MuseumOfCurry · 04/09/2016 10:02

I don't think you need to worry about anyone's opinion on the matter apart from your husband's. It's not as though SAHMs are a novelty!

Mov1ngOn · 04/09/2016 11:22

I am concerned I have no pension other than state pension. Workhouse for me or whatever it will be then!

Lightbulbon · 04/09/2016 11:45

Your dh needs to get his arse in gear!

He either has to get his hands dirty and do the housework or pay a cleaner to do his share.

He's the reason you are ill.

Why doesn't he feel guilty for the appalling way he is treating you??

Wauden · 04/09/2016 17:37

Babyroobs, have you thought about getting your teenagers to help around the house more? They could get paid some money. Or you could say you would give them a lift today if you do this lot of washing and drying.

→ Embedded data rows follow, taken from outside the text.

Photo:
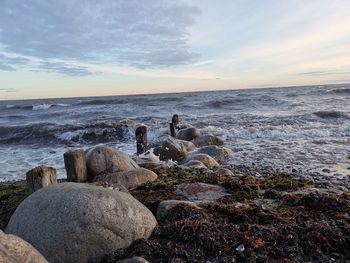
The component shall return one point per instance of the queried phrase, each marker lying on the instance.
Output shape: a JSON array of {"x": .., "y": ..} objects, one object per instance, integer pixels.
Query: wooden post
[
  {"x": 40, "y": 177},
  {"x": 75, "y": 163},
  {"x": 141, "y": 139},
  {"x": 173, "y": 125},
  {"x": 175, "y": 120}
]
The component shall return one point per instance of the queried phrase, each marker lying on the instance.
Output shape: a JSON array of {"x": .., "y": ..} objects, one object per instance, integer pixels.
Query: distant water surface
[{"x": 303, "y": 128}]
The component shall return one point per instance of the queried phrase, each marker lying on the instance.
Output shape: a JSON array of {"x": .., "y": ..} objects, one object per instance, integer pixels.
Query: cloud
[
  {"x": 64, "y": 69},
  {"x": 142, "y": 34},
  {"x": 8, "y": 63}
]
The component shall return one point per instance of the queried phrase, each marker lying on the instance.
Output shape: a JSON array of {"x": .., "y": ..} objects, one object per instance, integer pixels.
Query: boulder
[
  {"x": 193, "y": 164},
  {"x": 129, "y": 179},
  {"x": 201, "y": 191},
  {"x": 133, "y": 260},
  {"x": 189, "y": 146},
  {"x": 220, "y": 154},
  {"x": 188, "y": 134},
  {"x": 16, "y": 250},
  {"x": 208, "y": 139},
  {"x": 207, "y": 160},
  {"x": 165, "y": 206},
  {"x": 170, "y": 149},
  {"x": 39, "y": 177},
  {"x": 75, "y": 164},
  {"x": 103, "y": 159},
  {"x": 77, "y": 222}
]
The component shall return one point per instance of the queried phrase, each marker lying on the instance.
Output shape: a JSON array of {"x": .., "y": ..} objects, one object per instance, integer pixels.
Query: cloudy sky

Must be something they could do.

Males especially need to start doing their fair share early on so that they don't go on to leave their partners with all the housework, and the cycle goes on through the generations.

whattheseithakasmean · 04/09/2016 17:42

No wonder your DH would be happy - he gets a full time skivvy at no risk to him. Personally, I hate housework & being a housework would make me feel like a put upon drudge - but I would never tolerate my DH doing fuck all in the house to begin with.

I don't see why you have to spork your pension, earning potential & future security so your DH never has to clean the toilet. Fuck that. Make him pull his weight or get a cleaner.

HormonalHeap · 04/09/2016 18:09

I do voluntary work once a week- 2 children late teens. At the moment there don't seem to be enough hours in the day. Gym 3/4 mornings a week, most days some kind of tradesman in the house, dog walking, meeting friends and cooking (cook from scratch). Dh and I also travel a lot.

DD is now off to uni though and I just know there'll be a gaping big hole in my life. If I had a part time job that I enjoyed, now's the time I think I'd be very grateful.

DiegeticMuch · 04/09/2016 18:50

Your DC is 11, is growing in independence, and is getting to the stage where he'll be going to friends' houses or after-school clubs etc quite a lot - in a year or two he could be coming home at the same time as your husband - so your time alone could amount to 9 or 10 hours, not 6. Could you manage to fill this time without going stir crazy? I'm wondering whether switching to 2 days per week might be a good compromise. You would also retain some fmancial independence that way, and there'd be no gap on your CV.

Don't worry about what people will think though! No one else has a say, it's between you and DH.